Unfortunately, Gwyneth’s stalker, (note: I purposely do not mention stalkers names because I do not want them to receive any credit) was found not guilty for the jury. Now as to why these jurors voted the way they did, I can only speculate, but before I discuss my thoughts on that I must advise that oftentimes due to the fact that stalking is a course of conduct crime the meaning of course of conduct must be spelled out at time of trial. For the reader we should give you a definition. Course of Conduct is oftentimes defined as—meaning two or more acts transpiring over a period of time, however short, evidencing a continuity of purpose. This course of conduct does not have to have a direct threat—such as I am going to break your back—it does have to contain a credible threat—(and this is rather a long definition from the California Penal Code section 646.9 of for what needs to take place for there to be a viable credible threat) “is a written or verbal threat, including that performed through the use of an electronic communication device, or a threat implied by a pattern of conduct or combination of verbal, written, or electronically communicated statements and conduct, made with the intent to place the person that is the target of the threat in reasonable fear for his or her safety or the safety of his or her family, and made with the apparent ability to carry out the threat so as to cause the person who is the target of the threat to reasonably fear for his or her safety or the safety of his or her family. It is not necessary to prove that defendant had the intent to actually carrying out the threat.” (So in other words, if some idiot conducts a series of acts (which to the normal person would seem odd and threatening) towards his target, and these acts cause him or her to express fear and/emotional distress then the suspect has satisfied the legal definition needed for it to be a credible threat. Now that is done let me move on to what I suspect might have happened in Paltrow’s trial.
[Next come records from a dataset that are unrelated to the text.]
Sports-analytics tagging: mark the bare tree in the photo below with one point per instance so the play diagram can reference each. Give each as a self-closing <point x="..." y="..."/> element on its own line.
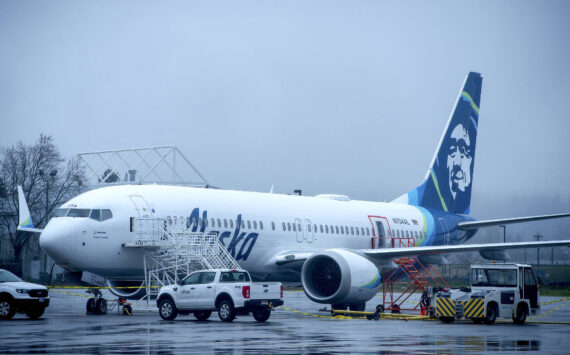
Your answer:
<point x="47" y="181"/>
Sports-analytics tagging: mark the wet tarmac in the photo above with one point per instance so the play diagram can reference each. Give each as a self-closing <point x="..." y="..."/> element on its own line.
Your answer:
<point x="66" y="329"/>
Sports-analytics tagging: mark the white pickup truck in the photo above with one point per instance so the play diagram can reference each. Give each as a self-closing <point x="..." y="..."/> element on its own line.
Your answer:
<point x="22" y="297"/>
<point x="230" y="292"/>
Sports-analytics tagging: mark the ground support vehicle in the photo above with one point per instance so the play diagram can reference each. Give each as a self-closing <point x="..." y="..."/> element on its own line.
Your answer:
<point x="497" y="291"/>
<point x="17" y="296"/>
<point x="230" y="292"/>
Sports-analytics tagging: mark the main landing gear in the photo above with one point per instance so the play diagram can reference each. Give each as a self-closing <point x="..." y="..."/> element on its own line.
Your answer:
<point x="98" y="305"/>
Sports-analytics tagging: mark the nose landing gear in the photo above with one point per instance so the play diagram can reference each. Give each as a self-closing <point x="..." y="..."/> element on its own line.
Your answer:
<point x="98" y="305"/>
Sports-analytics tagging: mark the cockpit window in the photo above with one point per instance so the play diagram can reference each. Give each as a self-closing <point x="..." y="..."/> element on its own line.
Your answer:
<point x="61" y="212"/>
<point x="96" y="215"/>
<point x="106" y="214"/>
<point x="78" y="212"/>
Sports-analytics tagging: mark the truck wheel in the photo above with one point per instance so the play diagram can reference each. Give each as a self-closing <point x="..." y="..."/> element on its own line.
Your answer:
<point x="226" y="311"/>
<point x="101" y="306"/>
<point x="127" y="310"/>
<point x="261" y="315"/>
<point x="203" y="315"/>
<point x="35" y="312"/>
<point x="491" y="314"/>
<point x="7" y="308"/>
<point x="167" y="309"/>
<point x="520" y="316"/>
<point x="90" y="306"/>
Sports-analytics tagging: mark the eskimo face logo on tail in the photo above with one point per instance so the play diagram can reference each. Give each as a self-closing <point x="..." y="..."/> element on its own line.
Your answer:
<point x="239" y="246"/>
<point x="459" y="160"/>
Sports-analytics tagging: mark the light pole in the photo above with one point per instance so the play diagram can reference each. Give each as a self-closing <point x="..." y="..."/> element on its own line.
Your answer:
<point x="538" y="236"/>
<point x="504" y="239"/>
<point x="52" y="175"/>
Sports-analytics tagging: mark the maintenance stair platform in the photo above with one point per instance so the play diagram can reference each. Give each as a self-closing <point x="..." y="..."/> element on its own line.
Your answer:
<point x="171" y="251"/>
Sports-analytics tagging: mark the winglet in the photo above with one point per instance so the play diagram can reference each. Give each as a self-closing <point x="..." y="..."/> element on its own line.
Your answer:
<point x="25" y="223"/>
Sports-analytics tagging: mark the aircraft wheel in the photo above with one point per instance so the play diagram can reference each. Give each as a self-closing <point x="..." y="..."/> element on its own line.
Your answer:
<point x="90" y="306"/>
<point x="127" y="310"/>
<point x="101" y="306"/>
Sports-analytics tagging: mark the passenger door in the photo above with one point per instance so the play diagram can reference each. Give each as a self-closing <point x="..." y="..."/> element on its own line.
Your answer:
<point x="186" y="295"/>
<point x="205" y="291"/>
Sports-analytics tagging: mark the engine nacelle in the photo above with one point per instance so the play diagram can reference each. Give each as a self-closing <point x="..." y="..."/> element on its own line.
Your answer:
<point x="127" y="289"/>
<point x="338" y="276"/>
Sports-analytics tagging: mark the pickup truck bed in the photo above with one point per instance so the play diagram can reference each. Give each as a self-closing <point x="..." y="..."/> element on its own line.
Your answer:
<point x="230" y="292"/>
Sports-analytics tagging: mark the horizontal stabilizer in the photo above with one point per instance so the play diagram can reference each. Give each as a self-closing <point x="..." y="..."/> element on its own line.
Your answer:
<point x="497" y="222"/>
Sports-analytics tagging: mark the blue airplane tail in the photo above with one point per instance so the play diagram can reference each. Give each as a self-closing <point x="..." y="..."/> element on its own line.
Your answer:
<point x="447" y="184"/>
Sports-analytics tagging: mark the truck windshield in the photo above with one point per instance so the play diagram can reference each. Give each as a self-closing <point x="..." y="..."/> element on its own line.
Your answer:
<point x="234" y="276"/>
<point x="494" y="277"/>
<point x="7" y="276"/>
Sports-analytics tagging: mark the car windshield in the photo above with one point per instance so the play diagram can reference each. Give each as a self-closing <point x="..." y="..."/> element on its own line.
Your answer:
<point x="494" y="277"/>
<point x="234" y="276"/>
<point x="7" y="276"/>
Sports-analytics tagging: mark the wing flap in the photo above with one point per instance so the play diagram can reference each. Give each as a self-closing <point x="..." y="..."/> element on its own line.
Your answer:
<point x="496" y="222"/>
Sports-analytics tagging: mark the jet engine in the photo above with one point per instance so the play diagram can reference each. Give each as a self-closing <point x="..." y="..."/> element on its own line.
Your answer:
<point x="341" y="278"/>
<point x="127" y="289"/>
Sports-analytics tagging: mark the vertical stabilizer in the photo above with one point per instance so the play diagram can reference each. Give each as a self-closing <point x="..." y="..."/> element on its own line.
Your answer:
<point x="447" y="184"/>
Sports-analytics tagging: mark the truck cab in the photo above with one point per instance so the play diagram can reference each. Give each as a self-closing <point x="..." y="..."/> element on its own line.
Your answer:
<point x="497" y="291"/>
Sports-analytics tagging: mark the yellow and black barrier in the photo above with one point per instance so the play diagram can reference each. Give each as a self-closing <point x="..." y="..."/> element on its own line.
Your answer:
<point x="474" y="308"/>
<point x="444" y="307"/>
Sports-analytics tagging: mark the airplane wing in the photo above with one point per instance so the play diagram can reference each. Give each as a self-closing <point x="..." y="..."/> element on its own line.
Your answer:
<point x="380" y="256"/>
<point x="496" y="222"/>
<point x="25" y="223"/>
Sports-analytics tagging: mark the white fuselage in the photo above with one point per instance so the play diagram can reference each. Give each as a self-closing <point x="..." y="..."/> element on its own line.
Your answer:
<point x="270" y="226"/>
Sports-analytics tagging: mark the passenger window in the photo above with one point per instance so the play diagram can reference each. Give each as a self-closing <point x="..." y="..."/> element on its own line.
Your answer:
<point x="207" y="277"/>
<point x="106" y="214"/>
<point x="192" y="279"/>
<point x="78" y="212"/>
<point x="96" y="215"/>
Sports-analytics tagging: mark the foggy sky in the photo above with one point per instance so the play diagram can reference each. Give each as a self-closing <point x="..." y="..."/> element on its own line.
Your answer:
<point x="330" y="97"/>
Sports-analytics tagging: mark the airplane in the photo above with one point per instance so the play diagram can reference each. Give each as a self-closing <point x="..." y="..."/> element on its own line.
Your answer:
<point x="333" y="245"/>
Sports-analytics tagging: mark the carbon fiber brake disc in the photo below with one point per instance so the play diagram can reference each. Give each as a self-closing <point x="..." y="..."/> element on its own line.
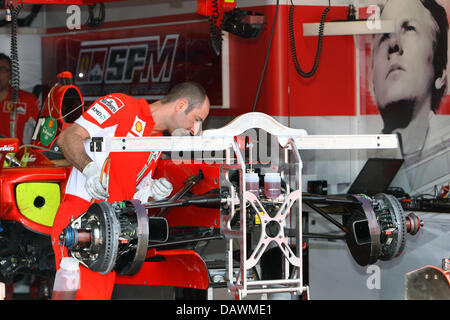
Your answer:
<point x="364" y="241"/>
<point x="393" y="225"/>
<point x="130" y="262"/>
<point x="102" y="222"/>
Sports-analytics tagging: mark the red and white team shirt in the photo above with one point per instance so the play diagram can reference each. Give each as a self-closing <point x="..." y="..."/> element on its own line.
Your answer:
<point x="117" y="115"/>
<point x="26" y="111"/>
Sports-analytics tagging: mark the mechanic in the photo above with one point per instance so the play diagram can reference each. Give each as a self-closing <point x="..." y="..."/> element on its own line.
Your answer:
<point x="184" y="108"/>
<point x="22" y="117"/>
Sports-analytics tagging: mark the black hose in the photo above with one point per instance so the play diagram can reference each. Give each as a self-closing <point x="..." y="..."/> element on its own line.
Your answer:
<point x="15" y="72"/>
<point x="267" y="57"/>
<point x="293" y="46"/>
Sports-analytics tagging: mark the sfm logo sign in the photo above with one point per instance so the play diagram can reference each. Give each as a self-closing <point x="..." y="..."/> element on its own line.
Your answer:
<point x="126" y="61"/>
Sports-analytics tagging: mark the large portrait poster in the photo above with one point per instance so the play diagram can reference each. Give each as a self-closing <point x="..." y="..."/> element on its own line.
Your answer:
<point x="404" y="90"/>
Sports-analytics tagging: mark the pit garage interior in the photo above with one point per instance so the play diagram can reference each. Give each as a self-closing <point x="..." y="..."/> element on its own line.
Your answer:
<point x="343" y="102"/>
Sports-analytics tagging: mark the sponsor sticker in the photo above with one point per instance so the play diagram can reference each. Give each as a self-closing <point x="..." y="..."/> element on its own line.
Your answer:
<point x="6" y="148"/>
<point x="48" y="131"/>
<point x="138" y="127"/>
<point x="98" y="113"/>
<point x="113" y="104"/>
<point x="19" y="107"/>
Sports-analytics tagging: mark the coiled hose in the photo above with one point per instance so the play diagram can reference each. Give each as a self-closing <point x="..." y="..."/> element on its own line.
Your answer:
<point x="15" y="72"/>
<point x="215" y="32"/>
<point x="293" y="46"/>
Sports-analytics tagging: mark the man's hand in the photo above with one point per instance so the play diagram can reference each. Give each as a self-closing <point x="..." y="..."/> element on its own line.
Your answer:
<point x="94" y="187"/>
<point x="157" y="189"/>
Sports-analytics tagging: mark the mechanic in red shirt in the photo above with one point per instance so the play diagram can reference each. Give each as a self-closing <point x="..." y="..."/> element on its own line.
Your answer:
<point x="19" y="121"/>
<point x="130" y="175"/>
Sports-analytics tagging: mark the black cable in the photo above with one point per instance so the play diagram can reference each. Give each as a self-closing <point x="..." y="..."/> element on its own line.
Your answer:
<point x="215" y="32"/>
<point x="267" y="57"/>
<point x="293" y="46"/>
<point x="96" y="21"/>
<point x="15" y="74"/>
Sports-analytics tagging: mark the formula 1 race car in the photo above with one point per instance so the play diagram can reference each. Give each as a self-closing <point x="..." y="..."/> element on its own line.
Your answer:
<point x="223" y="191"/>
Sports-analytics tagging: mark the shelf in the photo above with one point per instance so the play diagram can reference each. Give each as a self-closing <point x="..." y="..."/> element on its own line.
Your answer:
<point x="339" y="28"/>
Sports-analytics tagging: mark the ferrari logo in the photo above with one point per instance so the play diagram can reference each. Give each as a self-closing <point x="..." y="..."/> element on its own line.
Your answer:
<point x="138" y="127"/>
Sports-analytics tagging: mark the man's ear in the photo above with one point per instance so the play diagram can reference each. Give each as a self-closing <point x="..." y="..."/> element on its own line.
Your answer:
<point x="181" y="104"/>
<point x="441" y="81"/>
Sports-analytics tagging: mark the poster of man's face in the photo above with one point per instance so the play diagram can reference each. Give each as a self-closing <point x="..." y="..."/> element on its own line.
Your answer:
<point x="408" y="66"/>
<point x="404" y="85"/>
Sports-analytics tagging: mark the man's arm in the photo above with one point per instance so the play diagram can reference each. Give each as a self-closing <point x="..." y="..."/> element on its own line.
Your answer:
<point x="70" y="141"/>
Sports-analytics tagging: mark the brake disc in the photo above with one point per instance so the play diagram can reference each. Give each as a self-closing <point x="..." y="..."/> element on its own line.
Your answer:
<point x="130" y="261"/>
<point x="364" y="241"/>
<point x="102" y="222"/>
<point x="392" y="222"/>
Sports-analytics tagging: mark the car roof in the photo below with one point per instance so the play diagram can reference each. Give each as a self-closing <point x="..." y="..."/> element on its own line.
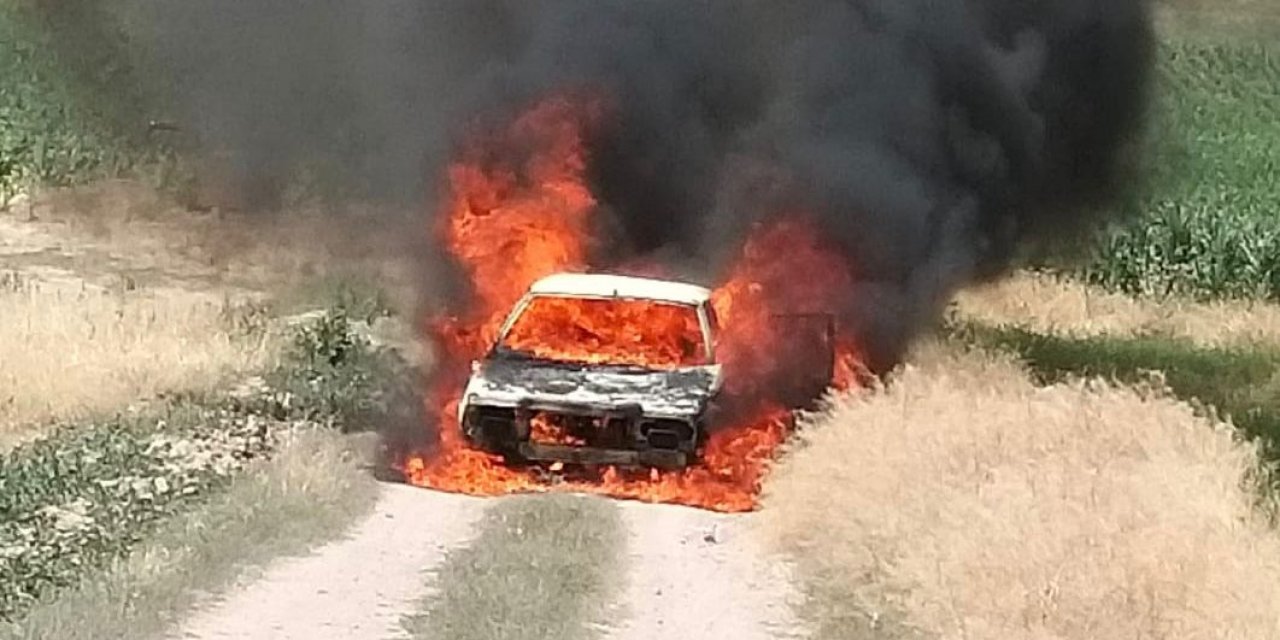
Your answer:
<point x="607" y="286"/>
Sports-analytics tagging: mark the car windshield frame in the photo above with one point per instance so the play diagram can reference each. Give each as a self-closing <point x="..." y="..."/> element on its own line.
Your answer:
<point x="707" y="356"/>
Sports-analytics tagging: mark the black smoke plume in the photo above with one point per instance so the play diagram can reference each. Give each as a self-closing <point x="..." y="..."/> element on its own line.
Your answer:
<point x="931" y="140"/>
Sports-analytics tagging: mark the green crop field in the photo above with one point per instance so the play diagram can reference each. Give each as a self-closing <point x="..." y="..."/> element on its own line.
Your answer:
<point x="1210" y="227"/>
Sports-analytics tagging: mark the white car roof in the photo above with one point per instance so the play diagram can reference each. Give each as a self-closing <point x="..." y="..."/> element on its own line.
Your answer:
<point x="604" y="286"/>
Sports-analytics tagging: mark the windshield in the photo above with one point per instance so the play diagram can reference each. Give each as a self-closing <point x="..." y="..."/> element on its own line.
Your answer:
<point x="608" y="330"/>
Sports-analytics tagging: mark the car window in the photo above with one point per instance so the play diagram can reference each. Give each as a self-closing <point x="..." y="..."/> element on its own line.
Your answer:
<point x="608" y="330"/>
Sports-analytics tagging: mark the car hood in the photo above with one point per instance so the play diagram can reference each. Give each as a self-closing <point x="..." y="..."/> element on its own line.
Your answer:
<point x="510" y="382"/>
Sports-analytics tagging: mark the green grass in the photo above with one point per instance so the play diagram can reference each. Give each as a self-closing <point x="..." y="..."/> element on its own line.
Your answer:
<point x="1238" y="383"/>
<point x="540" y="568"/>
<point x="309" y="493"/>
<point x="1207" y="227"/>
<point x="68" y="97"/>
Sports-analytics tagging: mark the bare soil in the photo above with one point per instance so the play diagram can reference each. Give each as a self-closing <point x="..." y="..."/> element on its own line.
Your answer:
<point x="355" y="588"/>
<point x="695" y="574"/>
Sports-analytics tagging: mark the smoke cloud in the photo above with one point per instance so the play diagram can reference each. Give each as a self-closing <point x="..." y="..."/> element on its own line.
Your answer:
<point x="929" y="140"/>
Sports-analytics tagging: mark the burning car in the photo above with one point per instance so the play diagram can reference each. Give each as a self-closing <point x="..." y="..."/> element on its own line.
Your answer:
<point x="602" y="369"/>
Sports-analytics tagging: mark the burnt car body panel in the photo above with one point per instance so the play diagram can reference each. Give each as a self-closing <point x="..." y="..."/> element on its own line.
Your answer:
<point x="515" y="382"/>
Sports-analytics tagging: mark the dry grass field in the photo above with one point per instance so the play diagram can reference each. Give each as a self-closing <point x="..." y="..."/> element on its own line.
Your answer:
<point x="1043" y="304"/>
<point x="71" y="351"/>
<point x="964" y="501"/>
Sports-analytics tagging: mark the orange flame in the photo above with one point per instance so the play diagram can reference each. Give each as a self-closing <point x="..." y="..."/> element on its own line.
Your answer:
<point x="520" y="209"/>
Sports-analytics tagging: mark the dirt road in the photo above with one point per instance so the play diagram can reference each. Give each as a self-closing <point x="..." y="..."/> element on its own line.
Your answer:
<point x="355" y="588"/>
<point x="690" y="572"/>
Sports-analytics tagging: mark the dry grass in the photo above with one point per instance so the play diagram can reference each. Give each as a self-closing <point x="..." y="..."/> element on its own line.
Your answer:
<point x="67" y="351"/>
<point x="309" y="493"/>
<point x="965" y="502"/>
<point x="1047" y="305"/>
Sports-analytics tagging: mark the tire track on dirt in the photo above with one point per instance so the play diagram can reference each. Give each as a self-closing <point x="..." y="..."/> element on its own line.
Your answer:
<point x="355" y="588"/>
<point x="696" y="574"/>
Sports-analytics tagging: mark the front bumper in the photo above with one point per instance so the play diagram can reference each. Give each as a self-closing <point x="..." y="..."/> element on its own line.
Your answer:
<point x="659" y="458"/>
<point x="617" y="437"/>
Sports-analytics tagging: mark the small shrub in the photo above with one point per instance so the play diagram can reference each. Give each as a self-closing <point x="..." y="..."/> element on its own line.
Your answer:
<point x="336" y="375"/>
- The prosecutor was not able to convince the jury that a credible threat was uttered or expressed by the stalker. (Even though from what little I know about the actual facts of this case, there was plenty of strange and threatening behavior exhibited by Paltrow’s stalker.) Also keep in mind, no matter how well-prepared the prosecution’s case is there are times when juries go south on you.
- Because the jury was advised about the stalker’s previous and probably current “mental” issues they felt that he did not have control over what he was doing and therefore should not face a prison sentence. That is an incorrect assumption because many stalkers exhibit some type of mental disorder; however the mere fact that they stalk shows PLANNING in their behavior—thus they knew exactly what they were doing when they were involved in the crime of stalking.
The bottom line is that whether or not Paltrow’s stalker went to prison or not, he is a winner. Why? Because he was able to lean back in his seat in the courtroom, mere feet from his pray, and leer at her all the while she was squirming and shuddering on the stand. At that time he had exactly what he wanted, dominion and control, and it completely fed his ego. The fact that he was absolved of any criminal wrong-doing in this particular trial also dramatically caused him to be embolden; therefore he will continue to do what he has been for the past several years.
I am sure that Ms Paltrow expressed the extreme anguish she and her family members as well had been exposed to by this assailant. In my opinion, they should easily come to a guilty verdict and placed this individual where he belongs behind bars.